By Isabella Darcy
Editor-in-Chief
Two years after launching a financial recovery plan, the College has stabilized its budget and is expected to be financially stable in the long-term, according to administrators.
The plan for “Linking Innovation with Operational Nimbleness and Sustainability,” better known as the LIONS Plan, was implemented by The College’s President Michael Bernstein in December 2023. It addresses financial challenges through initiatives that generate revenue and reduce spending.
The College was sitting on just over $360 million in debt in June 2023, according to S&P Global Ratings, a credit rating agency. That number has since been reduced to $353 million. The debt is not due all at once, which gives the College time to cover it through annual budgeted payments, according to Qadim Ghani, the College’s chief financial officer.

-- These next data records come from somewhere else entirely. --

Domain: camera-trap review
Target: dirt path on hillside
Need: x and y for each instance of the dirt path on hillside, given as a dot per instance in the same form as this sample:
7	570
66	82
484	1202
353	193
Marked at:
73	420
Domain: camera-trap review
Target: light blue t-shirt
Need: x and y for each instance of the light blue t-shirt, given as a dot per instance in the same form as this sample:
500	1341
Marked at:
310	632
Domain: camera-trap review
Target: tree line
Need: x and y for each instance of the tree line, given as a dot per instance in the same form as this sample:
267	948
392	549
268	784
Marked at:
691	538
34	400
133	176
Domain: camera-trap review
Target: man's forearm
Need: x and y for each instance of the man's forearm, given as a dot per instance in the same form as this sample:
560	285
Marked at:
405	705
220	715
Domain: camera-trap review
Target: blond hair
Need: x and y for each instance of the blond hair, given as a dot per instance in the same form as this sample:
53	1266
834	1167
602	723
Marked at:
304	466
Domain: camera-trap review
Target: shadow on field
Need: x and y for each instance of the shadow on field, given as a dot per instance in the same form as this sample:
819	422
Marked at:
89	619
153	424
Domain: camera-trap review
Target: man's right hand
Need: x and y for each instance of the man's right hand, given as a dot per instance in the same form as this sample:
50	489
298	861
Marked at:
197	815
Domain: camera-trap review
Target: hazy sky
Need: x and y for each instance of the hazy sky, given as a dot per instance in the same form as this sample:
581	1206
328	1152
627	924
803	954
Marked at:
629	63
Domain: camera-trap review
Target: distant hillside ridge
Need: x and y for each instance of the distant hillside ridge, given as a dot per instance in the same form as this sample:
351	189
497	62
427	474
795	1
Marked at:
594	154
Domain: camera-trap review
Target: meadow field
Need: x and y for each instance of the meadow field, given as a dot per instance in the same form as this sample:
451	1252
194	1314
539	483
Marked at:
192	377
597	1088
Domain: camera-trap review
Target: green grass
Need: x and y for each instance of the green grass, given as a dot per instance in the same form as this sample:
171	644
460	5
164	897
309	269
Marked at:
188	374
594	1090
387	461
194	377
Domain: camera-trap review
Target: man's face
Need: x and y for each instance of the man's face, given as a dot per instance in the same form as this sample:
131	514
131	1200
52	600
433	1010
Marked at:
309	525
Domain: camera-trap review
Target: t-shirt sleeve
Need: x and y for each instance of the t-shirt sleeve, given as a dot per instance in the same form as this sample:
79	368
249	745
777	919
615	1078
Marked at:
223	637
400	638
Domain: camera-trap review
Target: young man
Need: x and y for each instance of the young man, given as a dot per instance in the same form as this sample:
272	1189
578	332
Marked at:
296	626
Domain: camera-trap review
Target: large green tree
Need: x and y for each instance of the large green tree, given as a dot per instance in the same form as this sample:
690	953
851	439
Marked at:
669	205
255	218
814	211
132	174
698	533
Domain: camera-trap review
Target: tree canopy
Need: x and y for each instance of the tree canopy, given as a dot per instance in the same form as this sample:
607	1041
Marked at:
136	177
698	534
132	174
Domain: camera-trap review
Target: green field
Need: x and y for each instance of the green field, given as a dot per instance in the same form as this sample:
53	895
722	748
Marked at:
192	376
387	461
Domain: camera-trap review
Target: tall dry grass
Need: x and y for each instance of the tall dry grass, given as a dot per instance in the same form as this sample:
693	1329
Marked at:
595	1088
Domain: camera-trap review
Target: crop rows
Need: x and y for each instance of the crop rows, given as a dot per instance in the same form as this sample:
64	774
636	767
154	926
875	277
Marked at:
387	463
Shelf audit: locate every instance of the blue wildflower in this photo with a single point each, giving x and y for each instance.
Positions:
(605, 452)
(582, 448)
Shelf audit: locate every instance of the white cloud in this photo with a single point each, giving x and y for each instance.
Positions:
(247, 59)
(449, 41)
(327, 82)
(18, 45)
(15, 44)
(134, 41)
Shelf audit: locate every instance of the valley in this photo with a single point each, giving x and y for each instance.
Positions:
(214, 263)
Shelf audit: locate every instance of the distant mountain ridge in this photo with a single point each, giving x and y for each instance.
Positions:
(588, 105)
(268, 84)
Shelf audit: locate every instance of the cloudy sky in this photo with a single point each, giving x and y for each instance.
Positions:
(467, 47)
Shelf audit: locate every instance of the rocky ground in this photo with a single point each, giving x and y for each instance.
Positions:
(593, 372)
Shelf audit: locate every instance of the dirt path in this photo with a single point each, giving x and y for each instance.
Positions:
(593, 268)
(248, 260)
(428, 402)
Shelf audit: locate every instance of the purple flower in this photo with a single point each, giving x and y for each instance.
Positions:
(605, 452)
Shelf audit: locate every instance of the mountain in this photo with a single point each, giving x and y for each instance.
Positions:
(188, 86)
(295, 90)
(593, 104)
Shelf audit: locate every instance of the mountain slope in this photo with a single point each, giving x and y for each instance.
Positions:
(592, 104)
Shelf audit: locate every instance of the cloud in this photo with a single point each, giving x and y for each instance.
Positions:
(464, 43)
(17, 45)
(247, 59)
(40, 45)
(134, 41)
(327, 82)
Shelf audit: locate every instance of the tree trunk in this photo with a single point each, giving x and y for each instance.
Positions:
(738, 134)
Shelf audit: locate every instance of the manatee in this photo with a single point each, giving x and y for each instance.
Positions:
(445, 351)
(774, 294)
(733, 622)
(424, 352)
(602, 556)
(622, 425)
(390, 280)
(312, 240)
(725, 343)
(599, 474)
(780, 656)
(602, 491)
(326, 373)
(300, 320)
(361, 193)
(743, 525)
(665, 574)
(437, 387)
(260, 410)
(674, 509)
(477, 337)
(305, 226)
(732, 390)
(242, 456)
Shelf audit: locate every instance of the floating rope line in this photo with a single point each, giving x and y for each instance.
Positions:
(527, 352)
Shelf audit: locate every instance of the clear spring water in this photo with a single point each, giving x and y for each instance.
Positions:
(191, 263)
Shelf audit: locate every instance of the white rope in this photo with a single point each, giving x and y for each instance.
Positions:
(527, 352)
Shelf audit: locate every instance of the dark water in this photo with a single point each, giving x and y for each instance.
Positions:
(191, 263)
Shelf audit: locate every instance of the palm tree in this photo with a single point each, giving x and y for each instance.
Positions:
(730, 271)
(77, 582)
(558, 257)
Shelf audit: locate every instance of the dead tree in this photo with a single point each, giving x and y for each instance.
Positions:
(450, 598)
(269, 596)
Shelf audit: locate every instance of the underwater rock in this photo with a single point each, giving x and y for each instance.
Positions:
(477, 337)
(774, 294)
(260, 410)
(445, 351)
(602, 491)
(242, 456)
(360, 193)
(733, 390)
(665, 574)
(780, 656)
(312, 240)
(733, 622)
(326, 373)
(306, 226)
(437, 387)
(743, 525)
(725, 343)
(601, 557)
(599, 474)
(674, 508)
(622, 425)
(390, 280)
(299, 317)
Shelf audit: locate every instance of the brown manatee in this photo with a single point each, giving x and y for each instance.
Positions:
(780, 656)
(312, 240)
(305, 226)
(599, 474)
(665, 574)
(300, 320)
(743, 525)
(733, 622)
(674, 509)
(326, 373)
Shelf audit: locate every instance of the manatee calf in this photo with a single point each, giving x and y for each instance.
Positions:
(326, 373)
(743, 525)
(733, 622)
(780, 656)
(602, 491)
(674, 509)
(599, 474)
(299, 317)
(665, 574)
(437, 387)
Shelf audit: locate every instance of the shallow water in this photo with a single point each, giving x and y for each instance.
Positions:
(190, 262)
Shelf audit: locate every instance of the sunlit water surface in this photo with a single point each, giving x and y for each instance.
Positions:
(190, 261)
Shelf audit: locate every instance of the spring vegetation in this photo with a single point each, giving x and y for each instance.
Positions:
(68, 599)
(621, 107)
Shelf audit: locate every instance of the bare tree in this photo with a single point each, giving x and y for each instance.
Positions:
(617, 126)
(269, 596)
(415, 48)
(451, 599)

“Debt is a part of doing business,” Bernstein told The Signal. “There’s nothing in the projections that tell us we’re not going to be able to manage this debt, and over time not be able to pay it down.”
Much of the College’s debt was taken on to fund the construction of new buildings, and to make investments in new programs and facilities, according to Bernstein.
For major expenses, like building construction and maintenance, the College has traditionally used state appropriations for financial support. Over the past decade, funding such projects has become a greater burden. State funding for the College has been sparse and slower in growth than at other public colleges and universities in New Jersey.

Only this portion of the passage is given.